Dalam konteks MUI sebagai shadiiq (mitra) dari pemerintah, dalam kapasitasnya sebagai wadah perkumpulan ulama, zu’ama, dan cendekiawan keputusan MUI secara kelembagaan telah banyak membantu dan menguatkan pemerintah dengan cara memberikan masukan dan saran untuk kemaslahatan pemerintah, khususnya yang berkaitan dengan keagamaan, fatwa halal-haram sebuah produk, dan kemaslahatan umat.
Hubungan MUI dengan pemerintah merupakan hubungan saling melengkapi dan menguatkan untuk kepentingan keummatan, keagamaan dan kebangsaan menuju kemaslahatan nasional.
Staf Khusus Presiden Joko Widodo (Jokowi), Aminuddin Ma’ruf, menilai keberadaan MUI saat ini dan masa akan datang sangat dibutuhkan umat Islam dan pemerintah. MUI tidak hanya menjadi benteng keberagamaan, tapi juga benteng dalam menjaga NKRI.
Pemerintah sangat meyakini dan mempercayai komitmen MUI terhadap NKRI dan pemberantasan terorisme. Karena itu, salah satu bentuk komitmen MUI adalah dibentuknya Badan Penanggulangan Ekstremisme dan Terorisme (BPET).
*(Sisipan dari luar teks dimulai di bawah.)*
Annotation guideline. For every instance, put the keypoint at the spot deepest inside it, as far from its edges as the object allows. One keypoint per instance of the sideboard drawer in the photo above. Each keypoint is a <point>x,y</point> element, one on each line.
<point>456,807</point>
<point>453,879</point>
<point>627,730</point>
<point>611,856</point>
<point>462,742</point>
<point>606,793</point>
Aksi sebagian orang atau kelompok dengan tagar Bubarkan MUI yang kemudian direspons dengan kelompok lain dengan tagar Kami Bersama MUI, pasca tertangkapnya Dr Zain An Najah, salah satu anggota komisi Fatwa MUI yang diduga terlibat jaringan terorisme, merupakan aksi dan reaksi yang sangat tidak tepat dan terkesan membenturkan antara MUI dan pemerintah.
Tindakan sebagian kelompok tersebut menggambarkan ketidakpahaman dirinya terhadap eksistensi dan fungsi MUI selama ini yang menjadi khadimul ummah (pelayanan umat) dan shadiiqul hukumah (mitra pemerintah) untuk kepentingan keagamaan, kebangsaan, dan kemaslahatan secara nasional.